Wenn Innovationen nicht ankommen

07.01.2020

Versicherungsbetriebswirt Ramesh Bhargava / Foto: © Ramesh Bhargava

Hingegen schießen Scheininnovationen wie Pilze aus dem Boden der Labs. Eigentlich konkurrierende Unternehmen bringen erstaunlich oft zum Verwechseln ähnliche Produkte auf den Markt. Seien es in den App Stores verstaubende Applikationen, Hochzeitsversicherung oder gerne auch alles rund um Hausrat und Haftpflicht. In den Retailsparten kann man sich versuchen, ohne viel Unheil anzurichten. Entwickelt wird das Ganze unter Aufsicht der Alten vorzugsweise von der betriebsjungen Gen Y für die nach dem Warum fragende Kundschaft der Zukunft. Die neu verpackten Klassiker kommen meist billig daher; sie können die bewährte Qualität der Originale nicht erreichen.
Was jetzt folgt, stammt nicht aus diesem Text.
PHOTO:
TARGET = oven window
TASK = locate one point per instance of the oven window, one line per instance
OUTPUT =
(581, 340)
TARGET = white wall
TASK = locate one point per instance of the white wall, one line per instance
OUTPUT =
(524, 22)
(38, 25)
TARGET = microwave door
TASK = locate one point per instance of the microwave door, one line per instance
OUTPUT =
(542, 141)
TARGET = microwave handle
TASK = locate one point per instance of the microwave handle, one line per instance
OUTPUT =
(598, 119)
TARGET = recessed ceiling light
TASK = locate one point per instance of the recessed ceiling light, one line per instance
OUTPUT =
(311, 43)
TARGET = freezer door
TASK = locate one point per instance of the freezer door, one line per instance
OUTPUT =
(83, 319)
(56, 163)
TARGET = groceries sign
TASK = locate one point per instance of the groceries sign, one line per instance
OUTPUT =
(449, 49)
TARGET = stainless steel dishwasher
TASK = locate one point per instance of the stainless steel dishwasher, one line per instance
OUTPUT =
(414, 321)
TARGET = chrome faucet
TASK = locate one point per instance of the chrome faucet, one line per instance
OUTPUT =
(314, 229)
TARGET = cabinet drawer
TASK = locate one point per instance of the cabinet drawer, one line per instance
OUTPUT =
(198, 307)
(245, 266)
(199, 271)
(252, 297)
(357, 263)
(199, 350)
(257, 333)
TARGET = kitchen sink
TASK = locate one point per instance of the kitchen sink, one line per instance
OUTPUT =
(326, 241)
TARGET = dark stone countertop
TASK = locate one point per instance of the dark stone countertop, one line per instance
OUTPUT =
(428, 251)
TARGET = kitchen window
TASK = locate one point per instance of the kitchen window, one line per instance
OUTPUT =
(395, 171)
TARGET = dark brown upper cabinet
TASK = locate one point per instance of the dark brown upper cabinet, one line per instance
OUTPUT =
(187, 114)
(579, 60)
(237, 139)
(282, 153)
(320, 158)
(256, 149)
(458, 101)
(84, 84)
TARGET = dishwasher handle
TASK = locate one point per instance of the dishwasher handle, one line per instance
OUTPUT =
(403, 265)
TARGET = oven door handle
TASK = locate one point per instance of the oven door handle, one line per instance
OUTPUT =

Trotz aller glaubwürdigen Anstrengungen und dem einen oder anderen gewonnenen Innovations-Award bleiben die Absätze der neuen Tarife überschaubar. Man fragt sich: Vorsichtige Innovation mit Handbremse im Rückwärtsgang? Innovation der Innovation wegen?

Ein Grund für die Notwendigkeit der „Gleichmacherei“ und den fehlenden Mut zu Tarifen mit Alleinstellungsmerkmal mag darin liegen, dass ein steigender Anteil des standardisierten Privatkundengeschäfts über Maklertarifsoftware und Online-Aggregatoren, die naturgemäß nur homogene Tarife miteinander vergleichen, abgeschlossen wird.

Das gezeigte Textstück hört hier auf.